Configure the capabilities

  1. In the Unity menu, select Edit > Project Settings... to open the Player Settings window, then locate the Player > Publishing Settings section:

    Screenshot of Configuring capabilities.

  2. In the Publishing Settings, scroll down to the Capabilities section and double-check that the InternetClient, Microphone, and SpatialPerception capabilities (which you enabled when you created the project at the beginning of the tutorial) are still enabled. Then enable the InternetClientServer and PrivateNetworkClientServer capabilities:

    Screenshot of Enable the capabilities.

Import the tutorial assets

  1. Download and import the following Unity custom packages in the order they are listed:

  2. Once you import the tutorial assets your Project window should look like this:

    Screenshot of Project window must look similar to this.

Prepare the scene

In this section, you will prepare the scene by adding the tutorial prefab and configure the Lunarcom Controller (Script) component to control your scene.

  1. In the Project window, navigate to the Assets > MRTK.Tutorials.AzureSpeechServices > Prefabs folder and drag the Lunarcom prefab into the Hierarchy window to add it to your scene:

    Screenshot of Preparing the scene.

  2. With the Lunarcom object still selected in the Hierarchy window, in the Inspector window, use the Add Component button to add the Lunarcom Controller (Script) component to the Lunarcom object:

    Screenshot of Adding Lunarcom controller (Script).

  3. With the Lunarcom object still selected, expand it to reveal its child objects, then drag the Terminal object into the Lunarcom Controller (Script) component's Terminal field:

    Screenshot of Terminal field.

  4. With the Lunarcom object still selected, expand the Terminal object to reveal its child objects, then drag the ConnectionLight object into the Lunarcom Controller (Script) component's Connection Light field and the OutputText object into the Output Text field:

    Screenshot of Output text field.

  5. With the Lunarcom object still selected, expand the Buttons object to reveal its child objects, and then in the Inspector window, expand the Buttons list, set its Size to 3, and drag the MicButton, SatelliteButton, and RocketButton objects into the Element 0, 1, and 2 fields respectively:

    Screenshot of Configure the buttons.

Connect the Unity project to the Azure resource

To use Azure Speech Services, you need to create an Azure resource and obtain an API key for the Speech Service. Follow the Try the Speech service for free instructions and make a note of your service region (also known as Location) and API key (also known as Key1 or Key2).
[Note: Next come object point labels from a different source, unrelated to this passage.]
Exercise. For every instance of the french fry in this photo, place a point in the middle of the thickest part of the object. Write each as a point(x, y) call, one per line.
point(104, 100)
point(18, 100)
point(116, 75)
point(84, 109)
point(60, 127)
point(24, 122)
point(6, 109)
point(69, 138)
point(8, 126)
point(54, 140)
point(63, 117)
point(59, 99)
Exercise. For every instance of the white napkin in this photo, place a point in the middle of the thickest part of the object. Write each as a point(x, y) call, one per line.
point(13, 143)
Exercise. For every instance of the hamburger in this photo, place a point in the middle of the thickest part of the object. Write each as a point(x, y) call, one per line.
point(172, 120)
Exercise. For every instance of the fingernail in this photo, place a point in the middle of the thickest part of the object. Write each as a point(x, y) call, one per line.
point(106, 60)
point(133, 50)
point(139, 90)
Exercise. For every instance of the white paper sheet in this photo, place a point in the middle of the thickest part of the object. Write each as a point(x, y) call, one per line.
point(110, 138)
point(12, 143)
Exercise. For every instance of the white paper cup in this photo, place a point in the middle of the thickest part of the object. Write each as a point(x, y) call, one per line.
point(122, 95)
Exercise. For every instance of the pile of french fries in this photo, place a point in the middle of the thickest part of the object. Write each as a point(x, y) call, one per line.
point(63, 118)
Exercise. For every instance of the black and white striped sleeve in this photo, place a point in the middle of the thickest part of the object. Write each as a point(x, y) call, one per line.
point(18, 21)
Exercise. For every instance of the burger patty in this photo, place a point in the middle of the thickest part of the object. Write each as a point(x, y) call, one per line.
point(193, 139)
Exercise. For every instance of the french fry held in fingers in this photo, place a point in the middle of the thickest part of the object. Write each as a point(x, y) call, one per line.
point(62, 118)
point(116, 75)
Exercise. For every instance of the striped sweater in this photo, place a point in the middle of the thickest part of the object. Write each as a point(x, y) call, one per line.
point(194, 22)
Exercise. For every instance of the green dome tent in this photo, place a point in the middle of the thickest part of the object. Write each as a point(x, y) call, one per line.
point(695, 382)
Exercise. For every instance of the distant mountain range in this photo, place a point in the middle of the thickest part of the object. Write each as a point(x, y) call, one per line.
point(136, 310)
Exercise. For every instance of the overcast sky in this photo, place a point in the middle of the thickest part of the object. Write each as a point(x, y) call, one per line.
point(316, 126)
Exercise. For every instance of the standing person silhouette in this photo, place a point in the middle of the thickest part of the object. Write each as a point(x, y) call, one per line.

  1. In the Hierarchy window, select the Lunarcom object, then in the Inspector window, locate the Lunarcom Controller (Script) component's Speech SDK Credentials section and configure it as follows:

    • In the Speech Service API Key field, enter your API key (Key1 or Key2)
    • In the Speech Service Region field, enter your service region (Location) using lowercase letters and spaces removed

    Screenshot of Configure Speech SDK Credentials.

Use speech recognition to transcribe speech

  1. In the Hierarchy window, select the Lunarcom object, then in the Inspector window, use the Add Component button to add the Lunarcom Speech Recognizer (Script) component to the Lunarcom object:

    Screenshot of Add Lunarcom Speech Recognizer (Script).

  2. If you now enter Game mode, you can test the speech recognition by first pressing the microphone button:

    Screenshot of Enter game mode.

  3. Then, assuming your computer has a microphone, when you say something, your speech will be transcribed on the terminal panel:

    Screenshot of Speech will be transcribed on the terminal panel.

    Caution

    The application needs to connect to Azure, so make sure your computer/device is connected to the internet.